Erhebung von Ausgleichszahlungen bei der Entjudung nicht land- oder forstwirtschaftlich genutzten Grundbesitzes
Am 23. Oktober 1939 erlässt der Reichswirtschaftsminister folgende Anordnung:
Berlin W 8, den 23. Okt. 1939.
Betrifft: Erhebung von Ausgleichszahlungen bei der Entjudung nicht land- oder forstwirtschaftlich
genutzten Grundbesitzes.
Im Anschluß an die einschlägigen Bestimmungen des Ersten Durchführungserlasses zur Verordnung über den Einsatz des jüdischen Vermögens vom 6. Februar 1939 - III Jd.

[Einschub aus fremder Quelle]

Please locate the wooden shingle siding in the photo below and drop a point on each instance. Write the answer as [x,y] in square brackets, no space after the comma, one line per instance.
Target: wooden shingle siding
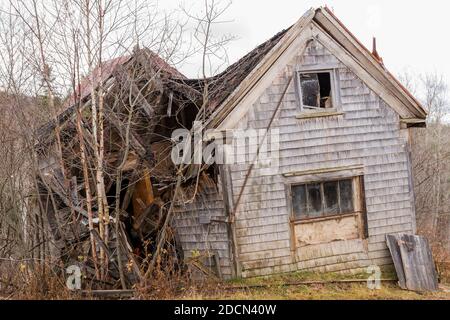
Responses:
[367,134]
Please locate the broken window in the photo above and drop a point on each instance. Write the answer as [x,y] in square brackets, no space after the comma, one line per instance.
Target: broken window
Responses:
[328,198]
[316,90]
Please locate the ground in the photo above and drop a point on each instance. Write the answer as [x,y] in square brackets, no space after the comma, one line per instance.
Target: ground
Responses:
[318,287]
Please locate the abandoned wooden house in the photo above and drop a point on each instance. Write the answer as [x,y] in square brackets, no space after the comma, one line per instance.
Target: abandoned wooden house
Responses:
[344,171]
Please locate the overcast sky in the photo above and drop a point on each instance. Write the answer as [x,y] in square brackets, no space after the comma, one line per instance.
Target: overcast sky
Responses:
[410,34]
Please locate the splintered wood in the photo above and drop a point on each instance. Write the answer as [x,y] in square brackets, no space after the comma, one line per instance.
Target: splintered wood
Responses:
[413,262]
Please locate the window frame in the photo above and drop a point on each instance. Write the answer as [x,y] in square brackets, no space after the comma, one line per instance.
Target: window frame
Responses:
[357,199]
[334,84]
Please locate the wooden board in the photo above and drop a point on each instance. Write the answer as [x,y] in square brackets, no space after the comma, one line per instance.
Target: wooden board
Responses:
[413,262]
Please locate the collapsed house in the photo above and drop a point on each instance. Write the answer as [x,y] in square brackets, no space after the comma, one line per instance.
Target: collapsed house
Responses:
[339,183]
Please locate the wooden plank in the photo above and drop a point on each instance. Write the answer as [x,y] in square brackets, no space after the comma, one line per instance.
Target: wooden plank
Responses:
[413,262]
[396,257]
[312,115]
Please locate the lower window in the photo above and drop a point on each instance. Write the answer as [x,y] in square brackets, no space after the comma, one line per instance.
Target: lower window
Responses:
[322,199]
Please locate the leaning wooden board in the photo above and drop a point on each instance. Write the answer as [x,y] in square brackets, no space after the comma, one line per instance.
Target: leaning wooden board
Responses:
[413,262]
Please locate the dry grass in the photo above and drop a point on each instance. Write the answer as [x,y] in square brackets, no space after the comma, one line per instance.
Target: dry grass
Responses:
[43,287]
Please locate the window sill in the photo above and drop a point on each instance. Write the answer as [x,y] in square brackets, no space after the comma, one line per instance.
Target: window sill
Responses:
[319,114]
[321,219]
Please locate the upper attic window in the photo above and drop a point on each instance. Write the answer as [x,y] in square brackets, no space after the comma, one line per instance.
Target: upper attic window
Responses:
[316,90]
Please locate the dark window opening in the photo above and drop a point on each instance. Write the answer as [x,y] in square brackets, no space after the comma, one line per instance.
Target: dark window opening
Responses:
[316,90]
[316,200]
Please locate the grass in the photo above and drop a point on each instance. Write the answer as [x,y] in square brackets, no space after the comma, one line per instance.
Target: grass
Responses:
[275,288]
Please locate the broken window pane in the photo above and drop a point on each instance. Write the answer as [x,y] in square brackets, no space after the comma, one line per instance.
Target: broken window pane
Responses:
[310,90]
[346,195]
[316,90]
[299,201]
[323,199]
[330,192]
[314,200]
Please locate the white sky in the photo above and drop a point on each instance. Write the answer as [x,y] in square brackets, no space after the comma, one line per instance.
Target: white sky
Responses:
[410,34]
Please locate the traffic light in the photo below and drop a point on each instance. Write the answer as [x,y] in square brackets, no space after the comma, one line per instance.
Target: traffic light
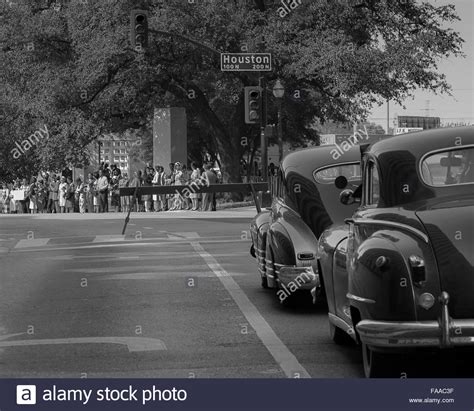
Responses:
[139,30]
[253,104]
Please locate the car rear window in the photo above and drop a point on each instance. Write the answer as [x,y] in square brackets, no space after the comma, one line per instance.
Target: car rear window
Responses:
[327,175]
[447,168]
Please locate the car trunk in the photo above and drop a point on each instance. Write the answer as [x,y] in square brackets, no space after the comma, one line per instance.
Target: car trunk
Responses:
[450,228]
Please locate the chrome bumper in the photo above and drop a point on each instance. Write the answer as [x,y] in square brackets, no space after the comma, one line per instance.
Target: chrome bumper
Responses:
[444,333]
[303,278]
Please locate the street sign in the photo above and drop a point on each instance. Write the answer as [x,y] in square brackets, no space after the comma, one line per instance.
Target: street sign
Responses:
[405,130]
[246,62]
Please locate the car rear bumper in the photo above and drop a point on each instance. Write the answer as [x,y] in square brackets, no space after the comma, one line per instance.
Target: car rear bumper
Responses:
[444,333]
[303,278]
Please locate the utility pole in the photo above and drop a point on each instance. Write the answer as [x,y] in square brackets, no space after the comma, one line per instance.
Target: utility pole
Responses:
[263,122]
[388,115]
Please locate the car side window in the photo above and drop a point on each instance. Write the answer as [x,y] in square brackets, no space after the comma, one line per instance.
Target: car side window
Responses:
[372,184]
[281,185]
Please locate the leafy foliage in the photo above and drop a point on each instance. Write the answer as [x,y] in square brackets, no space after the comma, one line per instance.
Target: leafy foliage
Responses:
[71,67]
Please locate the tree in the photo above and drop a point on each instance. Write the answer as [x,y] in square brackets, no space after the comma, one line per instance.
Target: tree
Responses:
[71,67]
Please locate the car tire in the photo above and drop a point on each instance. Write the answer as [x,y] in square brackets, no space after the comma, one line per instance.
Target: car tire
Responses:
[338,336]
[375,364]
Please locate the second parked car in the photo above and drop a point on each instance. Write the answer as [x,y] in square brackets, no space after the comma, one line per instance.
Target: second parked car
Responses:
[305,203]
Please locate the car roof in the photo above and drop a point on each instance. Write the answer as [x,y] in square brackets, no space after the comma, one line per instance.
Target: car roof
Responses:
[307,160]
[419,143]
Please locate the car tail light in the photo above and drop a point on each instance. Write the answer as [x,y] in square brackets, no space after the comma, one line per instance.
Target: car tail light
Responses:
[426,300]
[417,265]
[305,256]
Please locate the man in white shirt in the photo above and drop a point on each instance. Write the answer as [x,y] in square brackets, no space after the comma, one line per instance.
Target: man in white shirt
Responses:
[102,187]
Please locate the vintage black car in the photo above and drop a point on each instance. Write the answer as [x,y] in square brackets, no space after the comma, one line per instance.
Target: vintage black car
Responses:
[399,274]
[305,203]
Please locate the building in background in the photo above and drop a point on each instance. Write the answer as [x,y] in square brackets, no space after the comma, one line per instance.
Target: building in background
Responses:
[114,149]
[425,123]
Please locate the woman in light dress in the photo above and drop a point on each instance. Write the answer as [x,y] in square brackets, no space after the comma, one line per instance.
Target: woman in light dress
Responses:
[195,178]
[80,195]
[95,192]
[32,196]
[62,194]
[178,181]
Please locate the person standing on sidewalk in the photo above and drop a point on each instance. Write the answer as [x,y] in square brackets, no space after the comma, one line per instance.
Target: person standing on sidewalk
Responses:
[102,187]
[53,197]
[210,178]
[62,194]
[195,178]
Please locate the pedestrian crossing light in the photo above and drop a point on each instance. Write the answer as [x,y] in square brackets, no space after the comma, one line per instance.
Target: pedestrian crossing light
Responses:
[253,104]
[139,30]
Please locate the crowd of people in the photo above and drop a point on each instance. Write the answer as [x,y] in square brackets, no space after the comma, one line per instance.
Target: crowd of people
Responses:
[100,191]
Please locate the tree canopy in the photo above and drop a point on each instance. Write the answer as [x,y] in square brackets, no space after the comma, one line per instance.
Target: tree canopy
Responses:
[69,65]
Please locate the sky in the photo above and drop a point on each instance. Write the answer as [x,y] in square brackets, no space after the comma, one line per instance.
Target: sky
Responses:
[459,74]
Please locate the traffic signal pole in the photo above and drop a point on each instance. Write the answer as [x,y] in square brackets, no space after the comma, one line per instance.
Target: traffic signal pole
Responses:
[263,123]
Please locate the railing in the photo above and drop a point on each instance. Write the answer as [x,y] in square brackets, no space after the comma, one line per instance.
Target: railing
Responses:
[186,190]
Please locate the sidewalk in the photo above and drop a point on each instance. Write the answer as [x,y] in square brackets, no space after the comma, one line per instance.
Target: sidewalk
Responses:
[239,212]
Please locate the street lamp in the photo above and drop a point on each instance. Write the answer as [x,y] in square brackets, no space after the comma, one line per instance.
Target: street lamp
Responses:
[279,92]
[100,144]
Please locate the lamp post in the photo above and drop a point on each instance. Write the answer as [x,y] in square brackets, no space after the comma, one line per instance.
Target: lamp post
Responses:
[279,92]
[99,143]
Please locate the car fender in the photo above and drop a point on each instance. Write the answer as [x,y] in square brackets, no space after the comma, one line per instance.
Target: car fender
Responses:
[258,232]
[328,243]
[292,241]
[381,282]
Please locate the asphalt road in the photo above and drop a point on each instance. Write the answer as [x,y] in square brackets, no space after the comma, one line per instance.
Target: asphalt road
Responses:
[179,296]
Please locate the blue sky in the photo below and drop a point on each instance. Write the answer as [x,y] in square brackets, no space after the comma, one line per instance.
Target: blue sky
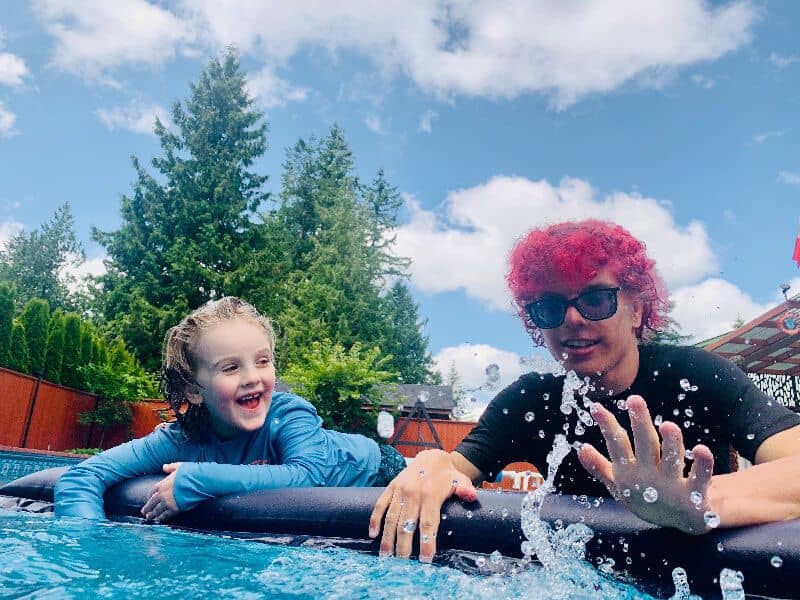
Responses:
[678,119]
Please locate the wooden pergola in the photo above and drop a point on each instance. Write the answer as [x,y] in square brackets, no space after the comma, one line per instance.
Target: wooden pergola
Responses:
[768,350]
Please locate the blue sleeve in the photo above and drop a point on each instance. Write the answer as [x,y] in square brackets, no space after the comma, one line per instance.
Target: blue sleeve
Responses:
[302,450]
[79,492]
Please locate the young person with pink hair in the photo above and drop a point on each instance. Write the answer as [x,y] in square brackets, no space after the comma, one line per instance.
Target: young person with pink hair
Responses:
[589,293]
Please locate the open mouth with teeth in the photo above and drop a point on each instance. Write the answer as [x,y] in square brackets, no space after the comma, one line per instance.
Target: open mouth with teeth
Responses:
[250,401]
[580,344]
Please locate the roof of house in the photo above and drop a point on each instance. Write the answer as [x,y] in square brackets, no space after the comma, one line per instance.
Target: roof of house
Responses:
[435,397]
[768,344]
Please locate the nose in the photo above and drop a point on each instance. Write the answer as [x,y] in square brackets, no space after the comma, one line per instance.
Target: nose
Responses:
[249,376]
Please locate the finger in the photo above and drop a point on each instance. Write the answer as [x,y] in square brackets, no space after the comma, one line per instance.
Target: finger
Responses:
[597,465]
[617,441]
[645,437]
[378,511]
[430,516]
[406,527]
[390,525]
[672,450]
[465,490]
[702,469]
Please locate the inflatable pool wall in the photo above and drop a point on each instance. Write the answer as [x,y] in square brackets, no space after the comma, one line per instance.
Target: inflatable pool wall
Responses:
[647,553]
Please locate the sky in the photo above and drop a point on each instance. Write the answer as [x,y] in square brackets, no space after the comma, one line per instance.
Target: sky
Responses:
[676,118]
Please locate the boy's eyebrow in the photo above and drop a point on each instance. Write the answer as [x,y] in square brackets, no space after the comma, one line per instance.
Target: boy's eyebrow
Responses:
[265,350]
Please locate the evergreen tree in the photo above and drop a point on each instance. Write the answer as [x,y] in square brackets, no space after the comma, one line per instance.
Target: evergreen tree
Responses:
[54,350]
[36,319]
[186,234]
[38,262]
[6,322]
[404,340]
[71,356]
[19,360]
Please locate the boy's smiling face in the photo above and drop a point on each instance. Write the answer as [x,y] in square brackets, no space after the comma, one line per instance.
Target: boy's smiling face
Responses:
[235,376]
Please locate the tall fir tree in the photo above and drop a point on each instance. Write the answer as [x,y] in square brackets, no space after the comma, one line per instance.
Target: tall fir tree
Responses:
[6,322]
[38,262]
[36,319]
[54,350]
[187,232]
[18,359]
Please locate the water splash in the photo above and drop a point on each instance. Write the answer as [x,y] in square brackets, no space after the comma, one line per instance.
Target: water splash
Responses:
[730,584]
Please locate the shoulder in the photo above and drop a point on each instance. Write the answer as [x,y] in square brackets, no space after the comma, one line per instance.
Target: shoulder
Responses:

I/2082/39 - (Reichsministerialblatt für Wirtschaft 1939, S. 229, Reichsministerialblatt für die innere Verwaltung 1939, S. 266) und meinen Runderlaß vom 19. Juni 1939 - III Jd. 15320/39 über die Erhebung von Ausgleichsabgaben bei der Entjudung von nicht landwirtschaftlich oder forstwirtschaftlich genutzten Grundstücken allgemein nach folgenden Grundsätzen zu verfahren.
1.) Es hat sich als zweckmäßig erwiesen, angesichts der besonderen Erfordernisse des Entjudungsverfahrens den Verkehrswert von Grundstücken (vgl. Abschn. IV Ziffer 2 des Durchführungserlasses vom 6. Februar 1939 - III Jd. 1/2082/39 - folgendermaßen festzustellen:
a) Bei vollausgebauten Ertragsgrundstücken kann als Verkehrswert regelmäßig der Ertragswert angesehen werden. Der Errechnung des Ertragswertes ist ein Kapitalisierungszinsfuß von 5 ½ % zugrunde zu legen. In den übrigen Fällen (bei Bauland, Villengrundstücken usw.) ist der Verkehrswert nach den üblichen Grundsätzen für die Grundstückspreisbildung (insbesondere unter Berücksichtigung vorhandener Richtpreise festzustellen und zur etwaigen Nachprüfung im Beschwerdeverfahren entsprechend zu begründen. Häufig empfiehlt es sich, in diesen Fällen den Mittelwert zwischen Realwert und Ertragswert zugrunde zu legen.
b) Bei Beschwerdeberichten an mich ersuche ich, für die Berechnung des Verkehrswertes möglichst den anliegenden Vordruck - ggfs. mit entsprechenden Abänderungen - zu vermeiden. Dieser ist nach den Angaben beider Vertragsteile auszufüllen. Soweit die in erster Instanz entscheidende Behörde die Angaben nicht für richtig hält, sind diese derart zu berichtigen (Rotstift), daß die Angaben der Vertragsparteien erkennbar bleiben.
Zu dem Vordruck bemerke ich im einzelnen:
Die steuerliche Belastung ist so einzusetzen, wie sie nach der Entjudung entstehen wird. Steuerermäßigungen, die dem Erwerber gewährt werden, sind also bei der Berechnung des Verkehrswertes anzusetzen.
Unter Betriebskosten sind insbesondere die Kosten für Straßenreinigung, Bewässerung, Entwässerung, Müll- und Schlackenabfuhr, Schornsteinfegergebüren, Versicherung, Bewachung, Kohlenverbrauch, Hauswart usw. zu verstehen.
Die Instandhaltunsgskosten werden je nach dem baulichen Zustand des Gebäudes in der Regel 8-12 % der Rohmiete betragen.
Für Verwaltungskosten können 3-4 % der Rohmiete zugestanden werden.
Für Schönheitsreparaturen sind - soweit sie vom Eigentümer zu tragen sind - 3-4 % der Rohmiete angemessen.
Für die Abschreibung der Gebäude ist regelmäßig der im letzten Einkommensteuerbescheid zugelassene Abzugsbetrag sonst ½-1 % der Baukosten einzusetzen. Falls von diesem Satz abgewichen wird, ist die Abweichung zu begründen. Damit entfällt die Berücksichtigung eines vertraglich vereinbarten Tilgungssatzes.
Das Wagnis wird sich zwischen 2 und 4 % der Rohmiete bewegen, kann jedoch aus besonderen Gründen erhöhte werden.